Traceback (most recent call last):
   line 8, in <module>
    model = AutoModelWithLMHead.from_pretrained("path/to/checkpoint.ckpt")
 "/transformers/models/auto/", line 930, in from_pretrained
    pretrained_model_name_or_path, return_unused_kwargs=True, **kwargs
  "/transformers/models/auto/", line 360, in from_pretrained
    config_dict, _ = PretrainedConfig.get_config_dict(pretrained_model_name_or_path, **kwargs)
  "/transformers/", line 423, in get_config_dict
    config_dict = cls._dict_from_json_file(resolved_config_file)
  "/transformers/", line 506, in _dict_from_json_file
    text =
  File "/usr/lib/python3.6/", line 321, in decode
    (result, consumed) = self._buffer_decode(data, self.errors, final)
UnicodeDecodeError: 'utf-8' codec can't decode byte 0x80 in position 64: invalid start byte

I have seen that it can be necessary to have a along with the checkpoint a config.json, vocab.json and merges.txt.
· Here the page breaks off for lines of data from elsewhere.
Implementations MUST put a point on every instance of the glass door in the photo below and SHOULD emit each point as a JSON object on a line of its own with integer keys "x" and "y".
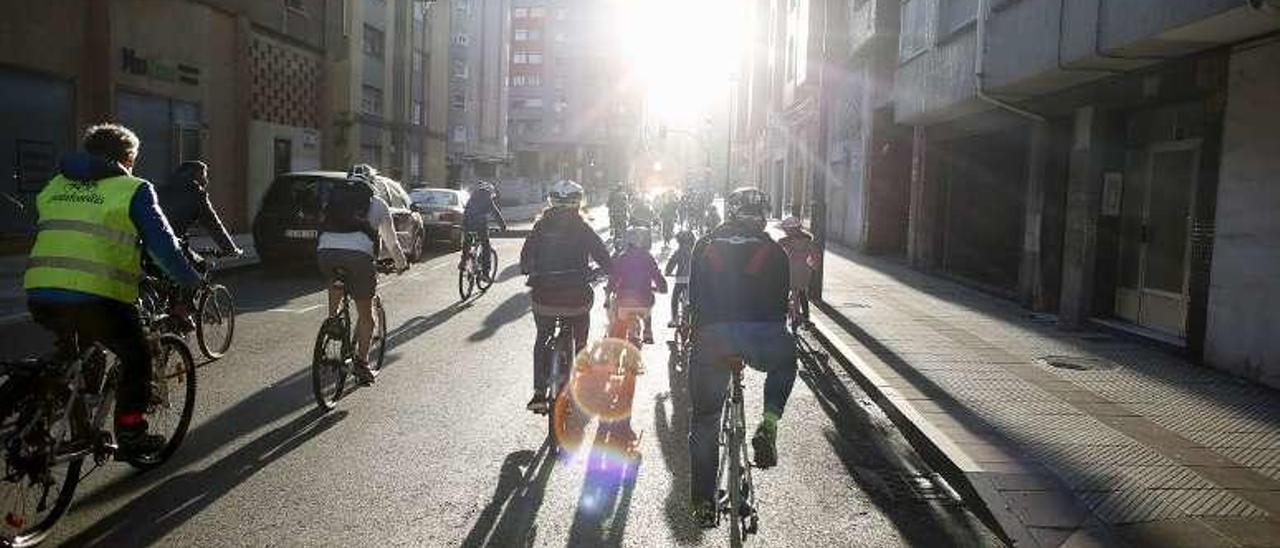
{"x": 1155, "y": 236}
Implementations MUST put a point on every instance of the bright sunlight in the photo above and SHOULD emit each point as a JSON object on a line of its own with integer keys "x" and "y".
{"x": 682, "y": 51}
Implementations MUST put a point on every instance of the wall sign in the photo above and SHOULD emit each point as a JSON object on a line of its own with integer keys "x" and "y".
{"x": 159, "y": 71}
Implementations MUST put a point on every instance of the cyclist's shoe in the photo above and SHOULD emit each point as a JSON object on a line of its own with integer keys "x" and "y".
{"x": 538, "y": 403}
{"x": 362, "y": 373}
{"x": 704, "y": 514}
{"x": 136, "y": 443}
{"x": 764, "y": 442}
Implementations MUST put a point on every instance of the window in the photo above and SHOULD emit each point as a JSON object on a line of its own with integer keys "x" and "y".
{"x": 954, "y": 14}
{"x": 915, "y": 32}
{"x": 374, "y": 41}
{"x": 371, "y": 100}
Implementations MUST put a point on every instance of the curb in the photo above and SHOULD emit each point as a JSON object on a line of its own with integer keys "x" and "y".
{"x": 961, "y": 473}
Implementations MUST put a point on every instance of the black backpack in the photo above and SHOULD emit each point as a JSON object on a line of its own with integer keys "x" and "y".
{"x": 347, "y": 209}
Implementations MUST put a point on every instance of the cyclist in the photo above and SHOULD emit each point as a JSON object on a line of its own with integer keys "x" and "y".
{"x": 556, "y": 257}
{"x": 803, "y": 256}
{"x": 737, "y": 292}
{"x": 620, "y": 206}
{"x": 480, "y": 206}
{"x": 85, "y": 266}
{"x": 679, "y": 265}
{"x": 356, "y": 231}
{"x": 667, "y": 214}
{"x": 184, "y": 201}
{"x": 632, "y": 281}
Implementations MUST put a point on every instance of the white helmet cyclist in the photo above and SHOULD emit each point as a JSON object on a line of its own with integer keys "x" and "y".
{"x": 565, "y": 193}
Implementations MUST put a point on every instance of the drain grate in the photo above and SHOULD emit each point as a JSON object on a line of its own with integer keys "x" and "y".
{"x": 1077, "y": 362}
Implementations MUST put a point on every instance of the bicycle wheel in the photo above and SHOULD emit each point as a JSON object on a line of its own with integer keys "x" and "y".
{"x": 30, "y": 483}
{"x": 173, "y": 398}
{"x": 466, "y": 275}
{"x": 328, "y": 375}
{"x": 378, "y": 343}
{"x": 485, "y": 279}
{"x": 216, "y": 322}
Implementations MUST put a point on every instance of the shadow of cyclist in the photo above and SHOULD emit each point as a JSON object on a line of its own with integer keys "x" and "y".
{"x": 508, "y": 519}
{"x": 167, "y": 506}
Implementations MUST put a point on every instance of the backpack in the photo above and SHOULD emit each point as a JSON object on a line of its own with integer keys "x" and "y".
{"x": 347, "y": 210}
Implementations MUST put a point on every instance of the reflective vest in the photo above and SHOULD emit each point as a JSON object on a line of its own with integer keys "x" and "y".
{"x": 86, "y": 240}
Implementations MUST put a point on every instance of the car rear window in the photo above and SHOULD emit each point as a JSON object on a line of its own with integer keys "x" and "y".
{"x": 289, "y": 195}
{"x": 437, "y": 199}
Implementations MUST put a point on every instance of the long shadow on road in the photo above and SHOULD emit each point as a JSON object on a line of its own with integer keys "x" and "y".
{"x": 167, "y": 506}
{"x": 886, "y": 467}
{"x": 508, "y": 519}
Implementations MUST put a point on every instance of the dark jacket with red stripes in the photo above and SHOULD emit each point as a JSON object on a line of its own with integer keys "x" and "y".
{"x": 739, "y": 274}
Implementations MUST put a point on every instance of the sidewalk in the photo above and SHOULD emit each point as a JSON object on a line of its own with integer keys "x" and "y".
{"x": 1118, "y": 444}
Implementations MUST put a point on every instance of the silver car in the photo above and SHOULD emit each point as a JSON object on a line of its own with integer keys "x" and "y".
{"x": 442, "y": 213}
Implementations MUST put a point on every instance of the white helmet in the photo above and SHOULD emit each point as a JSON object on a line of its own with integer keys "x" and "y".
{"x": 565, "y": 193}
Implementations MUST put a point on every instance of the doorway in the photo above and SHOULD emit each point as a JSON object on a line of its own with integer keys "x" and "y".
{"x": 1155, "y": 236}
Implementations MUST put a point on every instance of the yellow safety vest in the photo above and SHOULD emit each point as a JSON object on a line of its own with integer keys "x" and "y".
{"x": 86, "y": 240}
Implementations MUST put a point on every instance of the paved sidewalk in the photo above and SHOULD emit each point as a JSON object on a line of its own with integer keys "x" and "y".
{"x": 1130, "y": 446}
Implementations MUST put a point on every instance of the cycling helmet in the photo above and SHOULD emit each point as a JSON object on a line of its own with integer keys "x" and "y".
{"x": 565, "y": 193}
{"x": 746, "y": 204}
{"x": 361, "y": 173}
{"x": 638, "y": 237}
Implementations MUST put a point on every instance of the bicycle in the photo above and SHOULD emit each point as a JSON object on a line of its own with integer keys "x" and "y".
{"x": 215, "y": 309}
{"x": 332, "y": 360}
{"x": 562, "y": 347}
{"x": 471, "y": 275}
{"x": 54, "y": 412}
{"x": 736, "y": 492}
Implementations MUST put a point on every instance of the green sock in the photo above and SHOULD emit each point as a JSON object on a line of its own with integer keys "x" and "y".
{"x": 771, "y": 420}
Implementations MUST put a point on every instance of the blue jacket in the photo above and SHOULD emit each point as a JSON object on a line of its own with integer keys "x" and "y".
{"x": 158, "y": 237}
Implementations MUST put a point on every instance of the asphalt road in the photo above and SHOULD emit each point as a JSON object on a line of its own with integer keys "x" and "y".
{"x": 442, "y": 452}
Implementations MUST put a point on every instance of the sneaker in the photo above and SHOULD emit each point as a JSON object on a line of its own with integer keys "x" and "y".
{"x": 362, "y": 373}
{"x": 704, "y": 514}
{"x": 538, "y": 403}
{"x": 136, "y": 443}
{"x": 764, "y": 443}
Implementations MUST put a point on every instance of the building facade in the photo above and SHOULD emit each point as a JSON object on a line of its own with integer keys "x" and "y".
{"x": 193, "y": 80}
{"x": 478, "y": 90}
{"x": 1106, "y": 161}
{"x": 572, "y": 110}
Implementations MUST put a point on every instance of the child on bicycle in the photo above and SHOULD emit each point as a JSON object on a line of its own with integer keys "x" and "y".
{"x": 803, "y": 256}
{"x": 679, "y": 265}
{"x": 632, "y": 281}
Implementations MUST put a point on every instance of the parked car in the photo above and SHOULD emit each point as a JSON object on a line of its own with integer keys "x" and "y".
{"x": 442, "y": 213}
{"x": 287, "y": 224}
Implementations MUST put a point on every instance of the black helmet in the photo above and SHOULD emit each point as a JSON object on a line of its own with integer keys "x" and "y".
{"x": 746, "y": 204}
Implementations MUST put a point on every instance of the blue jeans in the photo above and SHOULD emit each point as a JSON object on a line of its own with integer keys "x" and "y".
{"x": 766, "y": 346}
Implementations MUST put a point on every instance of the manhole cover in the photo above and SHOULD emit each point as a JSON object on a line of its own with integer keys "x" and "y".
{"x": 1078, "y": 362}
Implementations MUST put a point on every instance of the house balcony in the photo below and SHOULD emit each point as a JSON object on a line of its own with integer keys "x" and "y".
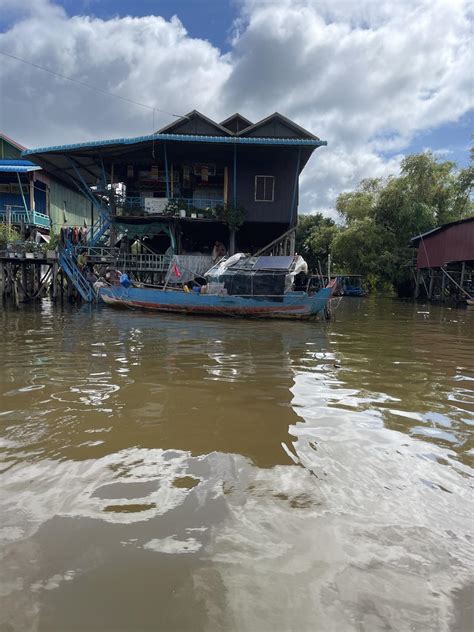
{"x": 140, "y": 206}
{"x": 17, "y": 215}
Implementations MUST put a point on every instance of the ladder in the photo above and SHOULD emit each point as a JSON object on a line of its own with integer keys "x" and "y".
{"x": 99, "y": 229}
{"x": 70, "y": 267}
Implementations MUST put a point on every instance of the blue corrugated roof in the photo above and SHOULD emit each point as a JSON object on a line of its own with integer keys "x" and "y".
{"x": 17, "y": 163}
{"x": 232, "y": 140}
{"x": 17, "y": 166}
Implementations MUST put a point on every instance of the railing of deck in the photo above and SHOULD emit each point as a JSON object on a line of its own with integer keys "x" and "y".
{"x": 136, "y": 205}
{"x": 144, "y": 263}
{"x": 18, "y": 215}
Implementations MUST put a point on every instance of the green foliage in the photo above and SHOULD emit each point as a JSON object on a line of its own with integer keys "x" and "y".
{"x": 233, "y": 216}
{"x": 381, "y": 216}
{"x": 8, "y": 234}
{"x": 314, "y": 236}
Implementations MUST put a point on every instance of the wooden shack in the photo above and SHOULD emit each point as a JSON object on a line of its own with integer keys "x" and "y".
{"x": 445, "y": 261}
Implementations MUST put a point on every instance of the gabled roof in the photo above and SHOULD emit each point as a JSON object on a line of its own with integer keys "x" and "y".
{"x": 195, "y": 123}
{"x": 277, "y": 120}
{"x": 236, "y": 123}
{"x": 428, "y": 233}
{"x": 17, "y": 166}
{"x": 12, "y": 142}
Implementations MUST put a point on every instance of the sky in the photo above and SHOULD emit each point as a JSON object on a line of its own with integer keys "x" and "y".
{"x": 377, "y": 80}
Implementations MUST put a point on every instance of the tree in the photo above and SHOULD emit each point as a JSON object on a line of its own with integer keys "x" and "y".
{"x": 314, "y": 236}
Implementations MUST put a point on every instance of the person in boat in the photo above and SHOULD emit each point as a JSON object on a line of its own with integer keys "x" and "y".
{"x": 112, "y": 276}
{"x": 218, "y": 251}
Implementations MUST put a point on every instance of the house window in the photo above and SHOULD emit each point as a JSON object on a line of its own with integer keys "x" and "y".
{"x": 264, "y": 188}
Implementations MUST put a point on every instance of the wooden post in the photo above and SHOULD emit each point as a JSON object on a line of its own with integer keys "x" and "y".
{"x": 2, "y": 280}
{"x": 231, "y": 241}
{"x": 417, "y": 283}
{"x": 226, "y": 184}
{"x": 54, "y": 282}
{"x": 32, "y": 192}
{"x": 24, "y": 281}
{"x": 235, "y": 176}
{"x": 430, "y": 289}
{"x": 463, "y": 269}
{"x": 292, "y": 243}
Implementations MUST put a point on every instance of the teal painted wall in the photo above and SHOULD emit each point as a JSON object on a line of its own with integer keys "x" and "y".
{"x": 65, "y": 204}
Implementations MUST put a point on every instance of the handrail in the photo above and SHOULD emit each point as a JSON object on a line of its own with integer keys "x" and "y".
{"x": 275, "y": 241}
{"x": 82, "y": 285}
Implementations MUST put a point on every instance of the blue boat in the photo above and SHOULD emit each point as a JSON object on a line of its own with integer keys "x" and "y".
{"x": 259, "y": 287}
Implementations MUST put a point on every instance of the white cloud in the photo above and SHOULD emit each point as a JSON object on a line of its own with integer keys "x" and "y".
{"x": 366, "y": 76}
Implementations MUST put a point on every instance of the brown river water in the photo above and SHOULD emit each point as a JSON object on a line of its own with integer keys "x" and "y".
{"x": 169, "y": 473}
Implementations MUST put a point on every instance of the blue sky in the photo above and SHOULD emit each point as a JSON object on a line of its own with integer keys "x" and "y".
{"x": 377, "y": 79}
{"x": 209, "y": 19}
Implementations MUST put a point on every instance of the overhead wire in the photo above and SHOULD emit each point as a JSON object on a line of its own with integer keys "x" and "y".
{"x": 88, "y": 85}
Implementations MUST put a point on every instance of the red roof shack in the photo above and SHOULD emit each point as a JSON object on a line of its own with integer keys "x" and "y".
{"x": 449, "y": 243}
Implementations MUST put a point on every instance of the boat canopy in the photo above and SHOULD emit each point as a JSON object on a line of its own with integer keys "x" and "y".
{"x": 242, "y": 275}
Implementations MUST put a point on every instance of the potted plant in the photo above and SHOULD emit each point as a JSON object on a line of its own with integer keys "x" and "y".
{"x": 30, "y": 249}
{"x": 52, "y": 246}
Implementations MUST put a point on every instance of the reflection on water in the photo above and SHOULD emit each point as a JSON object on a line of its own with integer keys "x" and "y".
{"x": 197, "y": 474}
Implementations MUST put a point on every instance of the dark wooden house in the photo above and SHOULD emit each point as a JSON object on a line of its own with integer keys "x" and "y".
{"x": 445, "y": 261}
{"x": 181, "y": 185}
{"x": 31, "y": 199}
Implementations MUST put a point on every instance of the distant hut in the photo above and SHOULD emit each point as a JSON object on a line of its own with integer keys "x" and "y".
{"x": 445, "y": 261}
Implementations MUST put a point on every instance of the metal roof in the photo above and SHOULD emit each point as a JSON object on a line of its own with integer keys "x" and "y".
{"x": 17, "y": 166}
{"x": 442, "y": 227}
{"x": 232, "y": 140}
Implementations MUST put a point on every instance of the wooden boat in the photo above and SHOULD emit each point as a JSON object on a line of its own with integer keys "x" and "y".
{"x": 290, "y": 305}
{"x": 230, "y": 277}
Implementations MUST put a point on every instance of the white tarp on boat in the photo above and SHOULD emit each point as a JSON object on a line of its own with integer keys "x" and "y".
{"x": 184, "y": 268}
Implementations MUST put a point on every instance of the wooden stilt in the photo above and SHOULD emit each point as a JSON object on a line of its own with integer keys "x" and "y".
{"x": 430, "y": 289}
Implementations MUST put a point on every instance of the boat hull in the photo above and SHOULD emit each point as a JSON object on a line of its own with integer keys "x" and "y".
{"x": 294, "y": 305}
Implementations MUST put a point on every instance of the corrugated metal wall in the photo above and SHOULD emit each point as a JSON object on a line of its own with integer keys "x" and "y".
{"x": 454, "y": 243}
{"x": 63, "y": 200}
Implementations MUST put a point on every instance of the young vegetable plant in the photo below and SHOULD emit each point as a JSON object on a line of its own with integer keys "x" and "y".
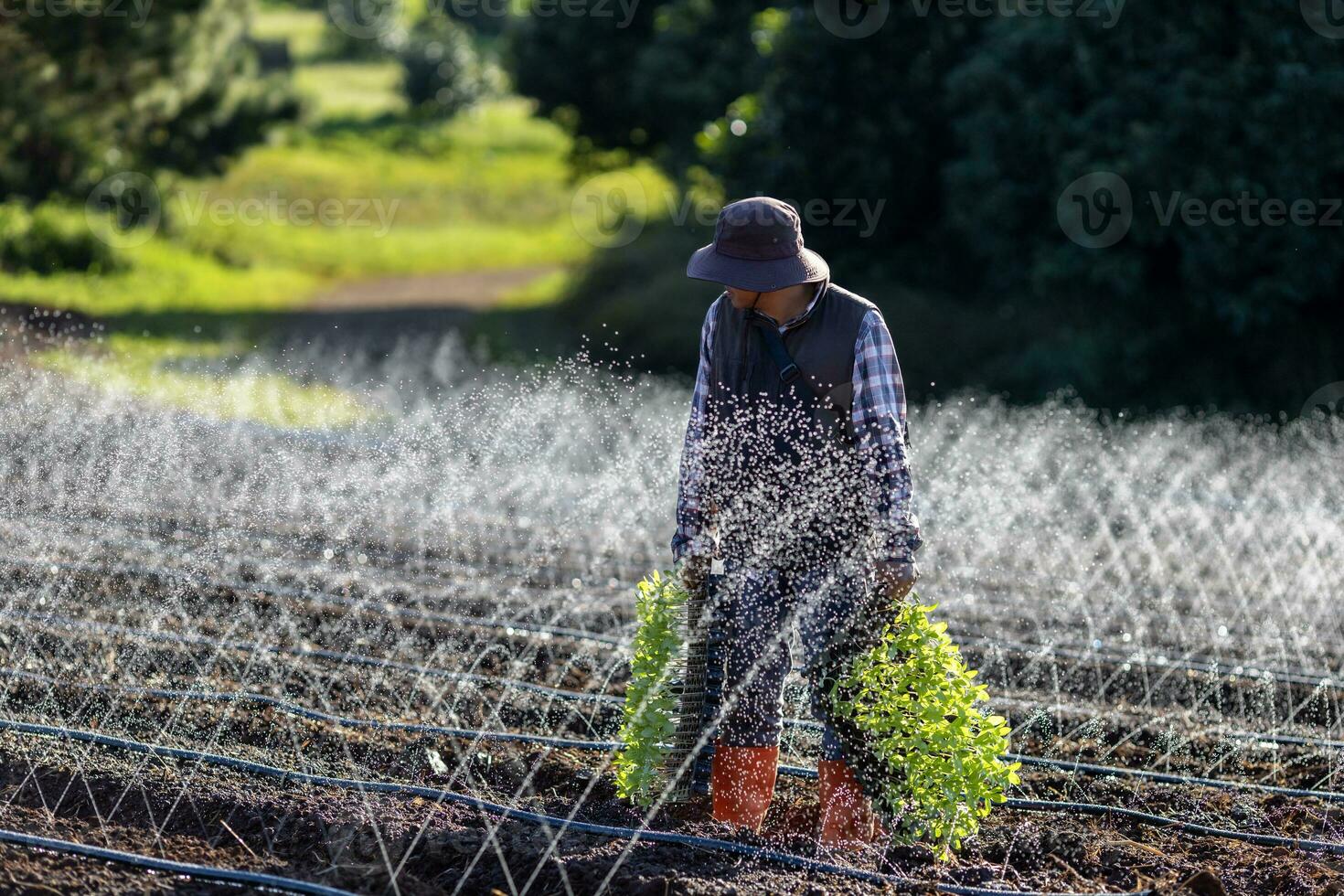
{"x": 649, "y": 703}
{"x": 938, "y": 755}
The config.json is available on the google/mt5-small huggingface page so I downloaded it and added it to the folder with the checkpoint. However, the other files are not there. What are the steps for me to be able to load the .ckpt of mT5 ?


Hi @Skylixia,

Did you manage to solve the problem?

Any updates?Maybe try to convert the ckpt to pytorch_model.bin? but anybody know how to do this?